I could not agree more with your article ["Citizen Pahlavi"]. Reza Pahlavi claims that he is not going to make the same mistakes as his father, and is looking for a referendum. I visited his website a few weeks ago and browsed through the messages he had posted.

It is clear that there must be heavy censorship. I did not find a single substantive massage that can be considered critical of his stance. It seems that all messages have been filtered to include those full of adoration and praise. Not much different from the time of his father.

Subsequently I sent a message to Mr. Pahlavi telling him why he has lost my vote, should a referendum be held today. Here is an excerpt:

"You had 20 years to win the hearts and minds of Iranians. What an opportunity, particularly with the resources that was left at your disposal.
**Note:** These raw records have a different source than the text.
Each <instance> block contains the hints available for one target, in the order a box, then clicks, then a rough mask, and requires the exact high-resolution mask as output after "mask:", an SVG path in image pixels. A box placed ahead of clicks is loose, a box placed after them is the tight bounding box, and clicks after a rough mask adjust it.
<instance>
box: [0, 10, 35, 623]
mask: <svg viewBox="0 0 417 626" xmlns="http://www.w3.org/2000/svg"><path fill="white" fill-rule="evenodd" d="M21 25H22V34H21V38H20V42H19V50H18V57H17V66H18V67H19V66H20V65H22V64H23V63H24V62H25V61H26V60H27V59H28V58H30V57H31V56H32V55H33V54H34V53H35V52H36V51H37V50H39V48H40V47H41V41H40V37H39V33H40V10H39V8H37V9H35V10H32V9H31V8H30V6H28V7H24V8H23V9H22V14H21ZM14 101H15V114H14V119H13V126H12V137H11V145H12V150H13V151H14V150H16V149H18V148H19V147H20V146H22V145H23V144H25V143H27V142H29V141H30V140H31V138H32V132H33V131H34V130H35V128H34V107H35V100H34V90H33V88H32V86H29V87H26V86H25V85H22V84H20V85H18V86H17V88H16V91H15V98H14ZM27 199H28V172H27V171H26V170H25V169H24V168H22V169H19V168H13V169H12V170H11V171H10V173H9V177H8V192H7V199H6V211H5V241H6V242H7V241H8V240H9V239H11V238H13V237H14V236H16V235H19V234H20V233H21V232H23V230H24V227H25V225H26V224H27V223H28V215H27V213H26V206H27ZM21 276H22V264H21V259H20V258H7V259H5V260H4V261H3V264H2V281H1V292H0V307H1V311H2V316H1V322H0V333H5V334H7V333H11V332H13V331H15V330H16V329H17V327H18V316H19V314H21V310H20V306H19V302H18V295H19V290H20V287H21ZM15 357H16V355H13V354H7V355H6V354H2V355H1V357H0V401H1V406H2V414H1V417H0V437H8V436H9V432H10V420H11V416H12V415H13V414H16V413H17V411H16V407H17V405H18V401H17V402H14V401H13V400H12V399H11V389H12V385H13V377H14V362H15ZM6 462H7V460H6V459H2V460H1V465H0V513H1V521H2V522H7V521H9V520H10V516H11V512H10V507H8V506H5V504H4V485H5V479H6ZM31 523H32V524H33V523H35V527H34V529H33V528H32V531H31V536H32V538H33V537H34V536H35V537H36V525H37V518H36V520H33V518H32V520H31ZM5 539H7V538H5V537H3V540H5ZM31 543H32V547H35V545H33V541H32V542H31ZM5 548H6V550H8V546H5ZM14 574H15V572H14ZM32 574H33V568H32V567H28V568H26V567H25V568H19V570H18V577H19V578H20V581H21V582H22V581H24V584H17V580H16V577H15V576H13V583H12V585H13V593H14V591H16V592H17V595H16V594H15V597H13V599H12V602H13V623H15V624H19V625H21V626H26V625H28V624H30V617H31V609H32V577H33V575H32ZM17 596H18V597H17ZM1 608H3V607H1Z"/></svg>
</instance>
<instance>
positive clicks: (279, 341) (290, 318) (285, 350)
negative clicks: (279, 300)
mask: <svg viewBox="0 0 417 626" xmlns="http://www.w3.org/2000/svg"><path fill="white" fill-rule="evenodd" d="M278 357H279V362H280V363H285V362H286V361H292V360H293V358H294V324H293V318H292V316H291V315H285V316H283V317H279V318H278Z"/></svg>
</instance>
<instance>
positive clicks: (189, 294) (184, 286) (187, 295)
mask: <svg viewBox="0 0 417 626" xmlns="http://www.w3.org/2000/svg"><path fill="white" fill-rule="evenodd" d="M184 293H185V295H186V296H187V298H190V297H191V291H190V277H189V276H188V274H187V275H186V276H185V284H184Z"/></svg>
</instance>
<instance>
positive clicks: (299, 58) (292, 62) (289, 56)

Iranian community centers you could have built with assistance centers for newcomers. Scholarships you could have offered to the needy students.

"You have done nothing to diminish the misery of hundreds of thousands of Iranian refugees stranded across the world. Many outside Iran are languishing in situations in need of legal help with no assistance in sight. Have you witnessed the Iranians in the mountains of Turkish villages gathering wood to keep themselves alive?

"I can go on for many pages but I will not bore you as I know you impatiently want to inform me of all the sporadic, unimpressive help you have given and offered.

"It is only recently that you have felt comfortable to communicate with your compatriots from behind the veil of technology. Before, we only read about you in the gossip columns elaborating excesses of you and your family, attending multimillion dollar weddings and various shady financial deals by those around you."

As expected, my message never appeared in his forum and he never responded. Mr. Pahalavi is no different than other kings looking for subjects that drawn them in flattery and blind admiration. Iranian people have arrived at the same conclusion as the great English man Thomas Paine who expressed his views in Common Sense: "The palaces of kings are built on the ruins of the bowers of paradise."